Marc Gonsalves y compañía osaron entrar donde nadie entra, y con ellos entraron todos los mirones convocados por el libro y los medios de comunicación.
Stansell pretendió justificar su abuso al afirmar, con la seguridad con que se proclaman axiomas, que "no estoy de acuerdo con eso de que lo que pasa en la selva, allí se queda".
Pero Gonsalves lo corrigió en la misma entrevista (El Tiempo, 01-03-09, 1,6) al admitir que quemó cartas escritas y recibidas en la selva: "se quedaron en la selva, nunca salieron de allí".
El derecho de que él hizo uso, se lo negaron a Íngrid y a los demás compañeros de cautiverio exhibidos en su chismorreo.
Ni ellos, ni los periodistas que destacaron los episodios íntimos de los secuestrados, le admitirían a nadie la explotación y el escándalo con sus propias intimidades, porque defenderlas de las miradas ajenas es un derecho de toda persona.
Y hay sólidas razones para proteger celosamente la intimidad; hay que destacar en ese caso el derecho a no ser juzgado por actos que solo uno puede juzgar, porque pertenecen a su fueron íntimo y escapan al fuero común. Implicaba un juicio taimado esa información sobre el libro, subrayado por cronistas o editores en los párrafos sobre intimidades. Había un sutil tono de reproche y de linchamiento moral que destilaba malevolencia, o hipocresía, o las dos. ¿Puede acaso ser genuino este escándalo de una prensa y de una sociedad, cada vez más permisivos en materia de sexo?

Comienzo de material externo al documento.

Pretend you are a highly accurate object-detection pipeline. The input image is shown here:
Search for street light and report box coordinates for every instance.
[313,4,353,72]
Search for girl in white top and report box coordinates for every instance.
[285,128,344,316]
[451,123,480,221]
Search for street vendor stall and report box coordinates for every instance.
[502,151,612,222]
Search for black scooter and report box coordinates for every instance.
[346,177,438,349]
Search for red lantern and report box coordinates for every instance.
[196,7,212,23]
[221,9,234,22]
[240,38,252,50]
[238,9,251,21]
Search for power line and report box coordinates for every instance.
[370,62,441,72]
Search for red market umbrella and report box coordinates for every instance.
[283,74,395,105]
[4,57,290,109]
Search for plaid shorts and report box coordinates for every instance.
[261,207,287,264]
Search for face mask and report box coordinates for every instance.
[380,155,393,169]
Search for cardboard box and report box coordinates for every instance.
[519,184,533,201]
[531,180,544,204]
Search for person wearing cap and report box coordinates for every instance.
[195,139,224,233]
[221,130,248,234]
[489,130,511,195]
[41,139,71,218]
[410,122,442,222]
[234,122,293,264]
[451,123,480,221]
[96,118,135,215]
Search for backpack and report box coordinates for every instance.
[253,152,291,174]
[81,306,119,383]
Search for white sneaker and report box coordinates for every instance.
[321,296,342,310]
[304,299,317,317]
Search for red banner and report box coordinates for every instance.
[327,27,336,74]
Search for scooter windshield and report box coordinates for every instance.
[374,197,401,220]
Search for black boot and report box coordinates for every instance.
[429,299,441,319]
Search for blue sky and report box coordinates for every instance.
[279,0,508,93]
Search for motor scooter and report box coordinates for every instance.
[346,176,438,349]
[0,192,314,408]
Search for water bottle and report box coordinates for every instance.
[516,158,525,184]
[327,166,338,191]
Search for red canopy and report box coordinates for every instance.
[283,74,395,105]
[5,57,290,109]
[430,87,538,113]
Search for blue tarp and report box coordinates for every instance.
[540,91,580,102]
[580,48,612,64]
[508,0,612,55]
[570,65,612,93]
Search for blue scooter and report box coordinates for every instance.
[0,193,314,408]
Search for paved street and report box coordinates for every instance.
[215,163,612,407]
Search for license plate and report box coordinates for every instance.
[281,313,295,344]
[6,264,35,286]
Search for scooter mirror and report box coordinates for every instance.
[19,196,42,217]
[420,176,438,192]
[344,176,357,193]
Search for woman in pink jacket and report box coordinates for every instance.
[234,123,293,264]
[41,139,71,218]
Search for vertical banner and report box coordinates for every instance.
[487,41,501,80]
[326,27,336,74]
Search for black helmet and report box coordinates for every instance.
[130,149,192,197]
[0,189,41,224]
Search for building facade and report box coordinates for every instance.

Son los mismos medios y, quizás, los mismos cronistas que rompen lanzas en defensa de los derechos de homosexuales gais, que destacan como vendedoras las informaciones sobre toda clase de actividades sexuales, los que fingen reprobación ante parejas que hacen el amor en un cambuche guerrillero.

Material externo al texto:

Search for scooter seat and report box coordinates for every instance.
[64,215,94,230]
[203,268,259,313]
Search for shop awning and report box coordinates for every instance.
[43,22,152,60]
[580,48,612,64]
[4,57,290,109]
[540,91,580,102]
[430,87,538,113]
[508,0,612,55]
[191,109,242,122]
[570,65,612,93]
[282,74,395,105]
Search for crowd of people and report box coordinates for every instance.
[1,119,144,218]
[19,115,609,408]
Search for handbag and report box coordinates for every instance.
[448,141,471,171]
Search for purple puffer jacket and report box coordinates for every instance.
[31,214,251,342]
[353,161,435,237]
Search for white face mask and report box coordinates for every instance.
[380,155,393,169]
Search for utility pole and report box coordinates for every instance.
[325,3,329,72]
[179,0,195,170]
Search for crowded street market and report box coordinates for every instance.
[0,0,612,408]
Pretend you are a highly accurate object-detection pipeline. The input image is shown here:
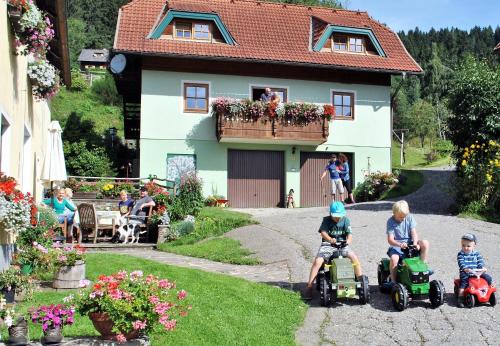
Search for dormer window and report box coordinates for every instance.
[332,35,365,53]
[194,24,210,40]
[175,22,192,39]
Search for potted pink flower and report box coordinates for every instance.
[70,271,190,342]
[30,304,75,344]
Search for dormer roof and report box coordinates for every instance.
[114,0,422,73]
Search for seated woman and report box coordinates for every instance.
[118,190,134,225]
[43,189,76,229]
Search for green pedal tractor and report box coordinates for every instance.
[316,241,370,306]
[377,245,445,311]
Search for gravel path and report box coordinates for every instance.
[228,169,500,345]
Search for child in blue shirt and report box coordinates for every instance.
[457,233,493,308]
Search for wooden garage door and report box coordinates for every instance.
[227,149,285,208]
[300,152,354,207]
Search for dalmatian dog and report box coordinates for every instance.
[111,223,146,244]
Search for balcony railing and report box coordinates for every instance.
[216,114,329,145]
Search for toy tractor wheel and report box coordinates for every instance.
[358,275,370,305]
[377,263,389,293]
[319,275,330,307]
[465,294,476,309]
[429,280,445,308]
[490,292,497,306]
[391,283,409,311]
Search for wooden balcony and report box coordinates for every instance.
[216,114,328,145]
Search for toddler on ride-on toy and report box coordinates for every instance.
[455,233,496,308]
[305,202,362,299]
[387,201,433,288]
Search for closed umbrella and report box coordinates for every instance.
[40,121,68,191]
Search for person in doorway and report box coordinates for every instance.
[339,153,356,203]
[320,154,344,202]
[260,88,274,102]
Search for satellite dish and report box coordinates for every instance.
[109,54,127,74]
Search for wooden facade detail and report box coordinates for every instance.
[216,114,329,145]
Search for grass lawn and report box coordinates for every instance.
[15,253,307,345]
[391,141,450,168]
[158,207,260,264]
[380,169,424,199]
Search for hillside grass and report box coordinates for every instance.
[50,87,123,137]
[13,253,307,345]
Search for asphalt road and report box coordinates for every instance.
[228,170,500,345]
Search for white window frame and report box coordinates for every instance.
[179,80,213,116]
[330,88,358,122]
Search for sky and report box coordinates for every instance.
[341,0,500,32]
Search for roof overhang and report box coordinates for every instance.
[313,24,386,58]
[148,10,236,45]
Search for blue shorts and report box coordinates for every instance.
[387,246,405,259]
[460,272,493,288]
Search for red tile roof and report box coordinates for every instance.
[114,0,422,73]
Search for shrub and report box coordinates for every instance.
[354,172,398,202]
[168,173,204,220]
[92,74,121,106]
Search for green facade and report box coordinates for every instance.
[140,70,391,204]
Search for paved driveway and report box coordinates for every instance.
[228,170,500,345]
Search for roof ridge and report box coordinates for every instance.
[178,0,368,14]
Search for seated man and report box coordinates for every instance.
[127,186,155,223]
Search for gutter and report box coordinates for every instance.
[113,49,424,75]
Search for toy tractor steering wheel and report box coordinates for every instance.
[401,244,420,258]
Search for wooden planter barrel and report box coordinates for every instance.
[52,261,85,288]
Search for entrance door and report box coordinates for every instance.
[300,152,354,207]
[227,149,285,208]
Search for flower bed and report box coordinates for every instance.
[212,98,334,126]
[67,271,190,342]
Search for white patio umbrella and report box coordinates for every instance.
[40,120,68,191]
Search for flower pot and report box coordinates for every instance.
[89,312,139,340]
[7,317,28,346]
[52,261,85,288]
[40,326,63,345]
[2,286,16,304]
[21,264,33,275]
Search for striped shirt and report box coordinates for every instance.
[457,251,484,272]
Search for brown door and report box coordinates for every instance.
[300,152,353,207]
[227,149,285,208]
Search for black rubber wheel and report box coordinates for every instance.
[377,263,389,293]
[319,275,330,307]
[465,294,476,309]
[429,280,445,308]
[391,283,409,311]
[358,275,370,305]
[490,292,497,306]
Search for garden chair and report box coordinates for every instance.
[78,203,114,244]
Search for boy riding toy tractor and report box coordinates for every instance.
[316,241,370,306]
[377,245,445,311]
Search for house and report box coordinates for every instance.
[111,0,422,207]
[78,49,109,71]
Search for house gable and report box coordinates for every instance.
[148,10,236,45]
[313,24,386,58]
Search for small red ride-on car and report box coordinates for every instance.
[455,269,497,308]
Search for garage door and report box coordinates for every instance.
[227,149,285,208]
[300,152,354,207]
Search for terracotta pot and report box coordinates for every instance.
[7,317,28,346]
[40,326,63,345]
[89,312,139,340]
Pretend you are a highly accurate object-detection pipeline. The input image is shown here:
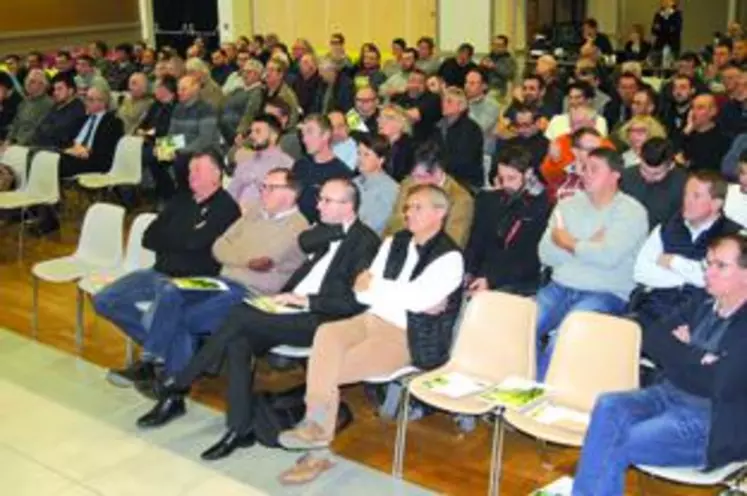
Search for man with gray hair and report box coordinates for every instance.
[0,69,54,150]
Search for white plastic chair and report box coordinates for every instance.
[0,145,29,189]
[0,151,60,260]
[77,136,143,189]
[75,213,156,356]
[31,202,125,337]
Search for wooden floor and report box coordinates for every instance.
[0,209,717,496]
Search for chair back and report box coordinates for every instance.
[109,136,143,184]
[24,150,60,204]
[0,145,29,189]
[447,291,537,382]
[73,203,125,268]
[545,312,641,411]
[124,213,156,272]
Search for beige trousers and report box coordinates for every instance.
[306,313,410,439]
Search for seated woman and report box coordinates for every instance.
[619,115,667,167]
[573,234,747,496]
[464,147,550,294]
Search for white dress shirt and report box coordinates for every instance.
[724,184,747,227]
[633,217,718,289]
[356,237,464,329]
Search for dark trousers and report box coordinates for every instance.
[175,303,322,433]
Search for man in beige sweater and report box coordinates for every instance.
[114,169,308,384]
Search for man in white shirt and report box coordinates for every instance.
[630,171,740,331]
[724,152,747,227]
[278,185,464,483]
[137,179,379,461]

A la hipocresía y al abuso hay que agregarle el criterio obtuso que impide examinar los contextos. No es lo mismo la relación de pareja en condiciones de libertad, a lo que puede suceder en la situación límite de un secuestrado.
¿Puede alguien, desde el ambiente confortable de su apartamento, cercano a las personas que ama, atreverse a juzgar a personas agobiadas por la soledad y la desesperanza?
Pertenece al imaginario cristiano aquel reto que escucharon los que querían lapidar a una mujer adúltera: "el que no tenga pecado, arroje la primera piedra". Las piedras que comenzaron a lanzar Gonsalves y compañía no han sido arrojadas por jueces libres de pecado.
El abuso y la infamia crecen cuando la intimidad ajena se convierte en mercancía. Los jueces colombianos sancionaron la difusión de un video de una actriz que hacía el amor, porque alguien, dizque en nombre de la verdad "lo que estamos diciendo es la verdad de lo que pasó" (Gonsalves) o en uso de su libertad "ahora que estoy libre nadie me va a poner cadenas" (Stansell) había convertido una intimidad en mercancía. Pasó en ese programa de televisión y se repite en Out of captivity, un libro con buenas ventas.